Maybe because they’re Canadian and so gosh darn nice, or
maybe because they were all veterans of the rock ‘n’ roll game before
pooling their resources, but the countless musicians who make up Broken
Social Scene do not need to follow the typical rules that come with
being in a band. In their case, musicians come and go, guests drop by,
solo records are made and become wildly successful (see: Feist), all
without threatening the mothership. The amorphous group has fingers in
almost every pie on the Canadian front: Metric, Stars, Land of Talk,
and countless other bands have members who are part of the Scene. But
even if Broken Social Scene is a collective, a few core members have
shepherded the project since its inception.
One of these is Brendan Canning, who in 2008 released what could be
termed a solo album, but was released as Broken Social Scene
Presents Brendan Canning: Something for All of Us…. Canning tries
to explain the distinction: “There’s a difference insomuch as I got to
have more of my say on the record that’s got my title on it. But in the
same breath, there’s lots of Broken Social Scene members involved.”
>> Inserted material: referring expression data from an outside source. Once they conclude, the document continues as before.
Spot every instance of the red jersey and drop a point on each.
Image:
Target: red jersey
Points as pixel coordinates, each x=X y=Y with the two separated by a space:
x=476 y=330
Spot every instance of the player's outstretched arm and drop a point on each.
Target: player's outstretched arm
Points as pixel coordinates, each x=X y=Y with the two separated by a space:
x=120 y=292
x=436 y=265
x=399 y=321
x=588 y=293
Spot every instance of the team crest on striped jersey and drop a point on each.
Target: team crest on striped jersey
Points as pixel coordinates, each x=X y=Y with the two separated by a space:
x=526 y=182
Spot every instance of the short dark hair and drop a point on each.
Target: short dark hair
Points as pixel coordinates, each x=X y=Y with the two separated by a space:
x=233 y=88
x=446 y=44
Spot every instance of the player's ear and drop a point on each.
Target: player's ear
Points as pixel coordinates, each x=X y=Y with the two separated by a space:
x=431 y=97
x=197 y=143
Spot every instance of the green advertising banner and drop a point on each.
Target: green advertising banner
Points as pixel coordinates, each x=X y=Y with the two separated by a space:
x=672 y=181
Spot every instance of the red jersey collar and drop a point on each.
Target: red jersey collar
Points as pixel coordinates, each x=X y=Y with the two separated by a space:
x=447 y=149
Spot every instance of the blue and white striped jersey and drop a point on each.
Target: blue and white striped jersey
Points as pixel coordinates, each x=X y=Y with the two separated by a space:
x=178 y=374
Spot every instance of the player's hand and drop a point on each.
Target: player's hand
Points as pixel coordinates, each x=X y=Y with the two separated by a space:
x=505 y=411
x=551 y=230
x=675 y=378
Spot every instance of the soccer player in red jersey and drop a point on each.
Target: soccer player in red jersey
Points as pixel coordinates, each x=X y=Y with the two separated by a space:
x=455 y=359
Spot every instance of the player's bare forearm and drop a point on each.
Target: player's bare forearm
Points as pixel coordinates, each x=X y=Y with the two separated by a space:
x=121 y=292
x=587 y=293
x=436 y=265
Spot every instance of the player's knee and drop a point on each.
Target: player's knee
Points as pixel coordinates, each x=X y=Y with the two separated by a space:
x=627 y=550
Something follows the 2007 release of founding member Kevin
Drew’s Broken Social Scene Presents Kevin Drew: Spirit If…,
and together these records are the modern-day equivalent of the four
KISS solo albums.
The current tour takes songs from both recent records, as well as
the Broken Social Scene repertoire. Canning, Drew, and drummer Justin
Peroff are joined on this outing by Charles Spearin from Do Make Think
Say, Andrew Whiteman from Apostle of Hustle, Sam Goldberg from Uncut,
saxophonist Leon Kingstone of Synthetic Folk Hero, and vocalist Lisa
Lobsinger from Reverie Sound Revue.
A tune from Spearin’s brand-new solo album (which is not being
released under the Broken Social Scene Presents banner) will
also make the set list. Spearin recorded conversations with different
people in his Toronto neighborhood, and used the recordings as a
backbone for the jazz-flecked The Happiness Project. Overdubbed
instruments follow the speech patterns of his subjects, and their
spoken words are stretched over a musical frame to take on rhythmic and
melodic components. It sounds like a gimmick, but it’s an astonishing
listen, giving new context to both the forms of everyday speech and the
craft of musical instrumentation.
“Vanessa” turns a deaf woman’s angular inflections into a flurry of
piano notes, while “Vittoria” transforms a child’s inarticulateness
into an emcee’s swaggering hook and flow. “Mrs. Morris” brings back
fond memories of the foggy-voiced schoolteacher from Peanuts cartoons. The Happiness Project‘s genre-busting presentation
will get people talking, but the record’s humanistic beauty is what
will endear it to listeners.
“Last year we were previewing one song in our set, and the crowd
would sort of perk up at the same moment in the piece,” says Canning.
“I think it could be quite a universal kind of record. Gauging by the
way crowds reacted to it, at the same moment every night, I think it’ll
be appreciated. It’s definitely a different take on music, for
sure.”
Spearin’s incredible new record is just one more satellite in the
ever-expanding Broken Social Scene universe. “We used to have a family
tree on our website,” laughs Canning. “I mean, now it would be
enormous: That was when Feist was still playing with Peaches. It’s all
positive. No one’s making any duds. I can’t complain too much.”